# Barbeque Grills at Harborside at Atlantis



## Steve Hank (Apr 26, 2006)

Does anyone know if they have BBQ Grills at Harborside for the guests use?  With the absence of a true oven, this would be a need for us.

Thanks,

Steve


----------



## vic714 (Apr 26, 2006)

Steve Hank said:
			
		

> Does anyone know if they have BBQ Grills at Harborside for the guests use?  With the absence of a true oven, this would be a need for us.
> 
> Thanks,
> 
> Steve



Good question.

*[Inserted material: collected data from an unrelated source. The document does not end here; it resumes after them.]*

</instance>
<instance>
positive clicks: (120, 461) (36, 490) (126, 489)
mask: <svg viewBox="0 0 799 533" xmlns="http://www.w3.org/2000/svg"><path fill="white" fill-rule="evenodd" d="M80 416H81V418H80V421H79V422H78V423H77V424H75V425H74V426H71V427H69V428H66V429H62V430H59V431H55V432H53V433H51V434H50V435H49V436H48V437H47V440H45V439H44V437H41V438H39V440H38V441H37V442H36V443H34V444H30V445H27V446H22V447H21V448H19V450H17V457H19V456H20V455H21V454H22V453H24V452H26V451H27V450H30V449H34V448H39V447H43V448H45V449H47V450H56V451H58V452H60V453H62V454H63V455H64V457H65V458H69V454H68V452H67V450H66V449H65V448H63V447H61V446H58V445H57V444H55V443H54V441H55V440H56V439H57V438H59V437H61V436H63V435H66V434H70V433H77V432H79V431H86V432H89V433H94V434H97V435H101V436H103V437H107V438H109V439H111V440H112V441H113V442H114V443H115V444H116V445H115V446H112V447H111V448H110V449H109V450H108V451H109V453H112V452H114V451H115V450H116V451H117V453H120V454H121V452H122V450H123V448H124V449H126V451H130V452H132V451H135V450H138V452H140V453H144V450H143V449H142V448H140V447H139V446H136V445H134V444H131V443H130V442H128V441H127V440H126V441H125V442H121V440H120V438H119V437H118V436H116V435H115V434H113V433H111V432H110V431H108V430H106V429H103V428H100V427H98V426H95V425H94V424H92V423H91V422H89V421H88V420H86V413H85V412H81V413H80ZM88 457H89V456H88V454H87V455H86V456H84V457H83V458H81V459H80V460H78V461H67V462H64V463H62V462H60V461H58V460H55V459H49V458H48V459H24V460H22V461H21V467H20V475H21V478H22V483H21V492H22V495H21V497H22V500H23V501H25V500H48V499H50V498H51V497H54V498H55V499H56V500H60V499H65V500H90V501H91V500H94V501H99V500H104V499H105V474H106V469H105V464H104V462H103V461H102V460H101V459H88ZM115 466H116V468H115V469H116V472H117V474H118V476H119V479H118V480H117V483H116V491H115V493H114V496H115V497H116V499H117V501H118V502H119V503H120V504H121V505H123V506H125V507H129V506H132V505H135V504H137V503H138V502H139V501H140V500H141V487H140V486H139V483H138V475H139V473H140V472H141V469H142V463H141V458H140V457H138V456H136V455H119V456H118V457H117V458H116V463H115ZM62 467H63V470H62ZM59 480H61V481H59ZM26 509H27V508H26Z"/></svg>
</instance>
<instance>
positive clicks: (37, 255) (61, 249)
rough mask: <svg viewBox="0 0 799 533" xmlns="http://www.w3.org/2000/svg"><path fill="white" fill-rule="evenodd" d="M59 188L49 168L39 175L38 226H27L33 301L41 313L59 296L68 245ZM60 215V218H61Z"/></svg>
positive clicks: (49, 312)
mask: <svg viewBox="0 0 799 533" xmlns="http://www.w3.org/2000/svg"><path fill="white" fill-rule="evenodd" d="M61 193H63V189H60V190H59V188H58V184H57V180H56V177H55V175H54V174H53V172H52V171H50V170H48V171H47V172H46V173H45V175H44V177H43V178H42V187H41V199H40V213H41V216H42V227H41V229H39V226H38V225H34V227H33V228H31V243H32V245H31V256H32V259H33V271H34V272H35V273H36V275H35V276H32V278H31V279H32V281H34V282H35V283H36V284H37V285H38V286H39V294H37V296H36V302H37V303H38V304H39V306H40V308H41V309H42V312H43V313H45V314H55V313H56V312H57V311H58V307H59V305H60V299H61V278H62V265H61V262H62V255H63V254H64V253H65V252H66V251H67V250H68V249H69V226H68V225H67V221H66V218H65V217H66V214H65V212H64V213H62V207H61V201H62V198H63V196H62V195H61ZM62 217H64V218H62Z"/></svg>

I have been so use to having one when we visit WMH I really missed it when we didn't have one when we were at Vistana Villages last month.

Now if we can only snag a res. through SVN to visit Harborside.:whoopie: 

Victor


----------



## iluvwdw (Apr 26, 2006)

I have been there three times (4th trip coming up!) and I have NEVER seen a BBQ grill anywhere, nor do I know where they'd even put them.  

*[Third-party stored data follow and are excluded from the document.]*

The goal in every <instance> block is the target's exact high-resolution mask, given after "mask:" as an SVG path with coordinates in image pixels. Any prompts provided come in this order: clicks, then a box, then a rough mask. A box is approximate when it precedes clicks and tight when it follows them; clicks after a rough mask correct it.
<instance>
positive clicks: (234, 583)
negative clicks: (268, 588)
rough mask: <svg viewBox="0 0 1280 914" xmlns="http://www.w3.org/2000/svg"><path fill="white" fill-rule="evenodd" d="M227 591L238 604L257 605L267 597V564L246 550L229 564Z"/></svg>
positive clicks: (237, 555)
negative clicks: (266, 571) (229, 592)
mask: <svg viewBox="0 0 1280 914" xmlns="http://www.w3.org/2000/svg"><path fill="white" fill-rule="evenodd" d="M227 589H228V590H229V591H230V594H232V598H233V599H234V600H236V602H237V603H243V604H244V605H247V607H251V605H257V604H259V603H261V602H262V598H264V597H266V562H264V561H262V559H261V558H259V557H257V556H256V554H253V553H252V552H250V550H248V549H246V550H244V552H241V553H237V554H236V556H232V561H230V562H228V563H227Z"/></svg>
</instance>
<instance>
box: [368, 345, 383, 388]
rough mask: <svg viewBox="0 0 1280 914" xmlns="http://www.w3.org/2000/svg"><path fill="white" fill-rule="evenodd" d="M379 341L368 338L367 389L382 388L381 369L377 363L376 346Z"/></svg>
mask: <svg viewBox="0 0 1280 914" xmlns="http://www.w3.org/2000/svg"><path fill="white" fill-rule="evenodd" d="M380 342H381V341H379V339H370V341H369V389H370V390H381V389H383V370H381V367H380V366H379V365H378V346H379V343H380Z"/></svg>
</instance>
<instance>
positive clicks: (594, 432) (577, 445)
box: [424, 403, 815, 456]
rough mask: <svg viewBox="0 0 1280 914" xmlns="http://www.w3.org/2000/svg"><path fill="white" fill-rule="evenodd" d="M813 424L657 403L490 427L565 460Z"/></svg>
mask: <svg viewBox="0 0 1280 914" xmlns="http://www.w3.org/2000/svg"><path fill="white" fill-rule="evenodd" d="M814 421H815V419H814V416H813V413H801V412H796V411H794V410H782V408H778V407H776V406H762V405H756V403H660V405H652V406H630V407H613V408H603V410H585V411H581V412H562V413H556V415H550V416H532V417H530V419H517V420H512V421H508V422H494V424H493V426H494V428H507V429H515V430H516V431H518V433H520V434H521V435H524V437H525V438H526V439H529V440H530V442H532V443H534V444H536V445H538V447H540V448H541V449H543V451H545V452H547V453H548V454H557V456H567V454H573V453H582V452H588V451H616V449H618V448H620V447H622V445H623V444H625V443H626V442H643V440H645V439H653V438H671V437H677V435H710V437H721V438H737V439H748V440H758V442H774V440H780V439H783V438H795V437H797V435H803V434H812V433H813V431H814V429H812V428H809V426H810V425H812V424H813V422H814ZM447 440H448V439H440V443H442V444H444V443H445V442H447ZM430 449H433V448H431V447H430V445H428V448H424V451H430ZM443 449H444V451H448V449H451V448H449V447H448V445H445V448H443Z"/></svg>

They do have a convection oven in all villas.


----------



## tsl (Apr 26, 2006)

iluvwdw said:
			
		

> I have been there three times (4th trip coming up!) and I have NEVER seen a BBQ grill anywhere, nor do I know where they'd even put them.
> 
> They do have a convection oven in all villas.

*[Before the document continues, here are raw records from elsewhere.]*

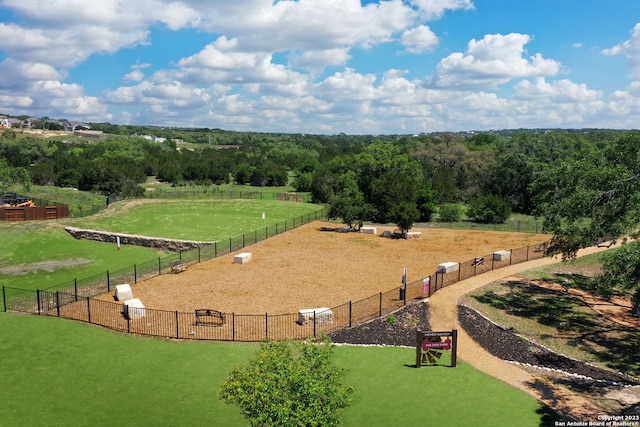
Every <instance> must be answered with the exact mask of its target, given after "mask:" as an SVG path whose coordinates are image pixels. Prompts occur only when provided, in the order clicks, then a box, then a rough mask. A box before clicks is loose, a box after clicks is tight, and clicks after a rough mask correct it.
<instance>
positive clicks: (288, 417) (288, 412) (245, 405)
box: [218, 338, 353, 426]
mask: <svg viewBox="0 0 640 427" xmlns="http://www.w3.org/2000/svg"><path fill="white" fill-rule="evenodd" d="M332 354H333V345H332V344H331V342H330V340H329V339H328V338H325V339H324V340H323V341H322V342H319V343H313V342H311V341H305V342H297V341H291V340H289V341H279V342H272V341H267V342H264V343H263V344H262V345H261V346H260V350H259V351H258V352H257V353H256V354H255V355H254V357H253V358H252V359H251V360H250V361H249V364H248V366H246V367H240V368H237V369H235V370H234V371H232V372H231V373H230V374H229V376H228V377H227V378H226V379H225V381H224V383H223V384H222V385H221V386H220V387H219V388H218V396H219V397H220V398H221V399H222V400H223V401H224V402H226V403H233V404H236V405H238V406H239V407H240V411H241V413H242V416H243V417H244V418H245V419H247V420H248V421H249V423H250V424H251V425H252V426H265V425H279V426H296V425H304V426H312V425H315V426H335V425H338V424H339V423H340V420H339V418H338V415H337V412H338V410H339V409H342V408H346V407H347V406H349V405H350V403H351V397H350V396H351V394H352V393H353V388H352V387H349V386H344V385H342V377H343V375H344V370H342V369H340V368H337V367H335V366H333V365H332V364H331V360H330V359H331V355H332Z"/></svg>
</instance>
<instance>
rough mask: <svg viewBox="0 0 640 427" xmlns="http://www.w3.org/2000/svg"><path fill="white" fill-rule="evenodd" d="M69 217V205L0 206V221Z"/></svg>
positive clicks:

We didn't see any when we were there and we looked b/c ate in several nights.  I totally agree that they need some.  Maybe the owners should take this up..............


----------



## bigeyes1 (Apr 26, 2006)

I'll chime in, too.  We didn't see any BBQ grills during our stay, either.  Sad, isn't it??


----------



## JLB (Apr 26, 2006)




----------



## gmarine (Apr 26, 2006)

No BBQ grills at Harborside.


----------